しかしこの非現実を拡大したい思いと、その過程で起る様々な混乱を思うと、統一に踏み出せない双方の事情が垣間見れる。この映画はそうした過渡期の夢と、過酷な現実の狭間に咲いた小さな花とも言える。
ある晩、南北朝鮮分断の象徴「板門店」の共同警備区域(JSA)で小規模な銃撃戦が起った。北朝鮮の兵士2名が犠牲となり韓国の兵士1名が足を負傷。この事件をめぐり、北と南の主張は真っ向から対立する。
真相解明は南北両国同意のもとスイスとスウェーデンの中立国監督委員会に委ねられたが、取り調べを行なうのはソフィー・チャン、彼女は韓国籍の父をもつスイス軍の女性将校だった。
取調べを進めるうちにソフィーは、弾丸の数と現場の状況が違っていることに疑問を抱き、事実をつきつめてゆく。特に北の兵士に向けて撃たれた一発が誰の手によるものか、そして消えた弾丸の行方を追う。
真相は意外にも、<彼ら南北の兵士は常々交流をもっていた>ということであった。
それは韓国軍のスヒョクが地雷を踏んで身動きできずにいたのを、北朝鮮軍のウジンとギョンンピルが外してくれたことをきっかけにし、その後、北の歩哨所でスヒョクの弟分ソンシクも交えて交友関係が続いたのだった。しかしそうした人間的な交流は、歩哨所の扉が外側から開いた瞬間に破られる。
ソフィーは証拠をそろえソンシクを問い詰めてゆく。しかし彼はその追求に耐えかねて突然自殺してしまう。また、その追求現場のビデオを見たスヒョクが口を割ろうとした瞬間、ギョンピルがスヒョクに襲い掛かり最終尋問は中止になる。
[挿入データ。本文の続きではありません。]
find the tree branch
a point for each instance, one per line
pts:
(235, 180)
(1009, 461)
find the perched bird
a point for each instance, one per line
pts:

「君はまだ板門店を知らない。事実を隠してこそ、平和が保たれる」――交流が善とされる人間的な価値観と、それを重罪とする論理の狭間で、曖昧な解決を望む双方の思惑がからみソフィーに解任が通告される。そして同時に彼女の父親もやはり南北分断の歴史を背負い、辛い選択をした一人だったことを知る。
解任前日の夜、彼女は最後の賭けに出た。スヒョクはそれに応じ真相を語り始める。しかしそれは彼にもうひとつの辛い真相を思い起こす引き金となり、さらなる悲劇を生むのだった。
映画を観ると、日本と韓国には一定の共通点があることに気付く。エンディングの悲劇は「それでもなお生きるべき」という声を恥とし「名誉を守るためには死すべき」とする文化だ、しかし、この映画の本質は、むしろ相違点の方にあるといえよう。
南北朝鮮は何より分断された国家だ。「アメリカ帝国主義の手先」と罵倒する北朝鮮政府への反発と忸怩たる思いが韓国にはある。日本との関係も表裏があり、さらに国禁を犯してまで人的交流を図ろうとする若者、それを支持する一定数の国民。民衆が扇動し政治を動かした自負もある。
作品は重いテーマを踏まえながらも、映画としてのエンタテイメントを存分に発揮できる企画で、シナリオの練り上がりもできている。特に中立国スイス軍の女性将校ソフィーの存在は重要で、ある意味彼女の感情や行動の変化がこの映画の軸と言えよう。これによって、男の汗臭い友情に終始しがちな作品を、優美に、しかし毅然としたテンポで描くことに成功している。
また、役者として断然光っていたのは北朝鮮兵役のシン・ハギュンで、際どいやり取りの中、彼の動揺したり感激したりする姿が人間的な交流を象徴している。そしてその彼が真っ先に犠牲になるというシナリオであったからこそ、後の悲劇を必然的な結末とみなすことができるのである。
さて、最近の韓国映画の成功は国家的な保護と巨大資本投入が後押ししているが、製作サイドもより広範な成功を意識して撮影しているようだ。日本の映画界が作品の芸術性と映像趣味に偏り、観客の裾野を広げる努力を怠ってきたのとは大違いである。俳優の育成も残念ながら日本は韓国に遅れをとっている。
おそらく今後の韓国映画は、観客動員数を誇れる作品を生み出す方向に行くだろう。ある意味ハリウッド的な発想だが、独自性さえ失わなければ成功が期待できる。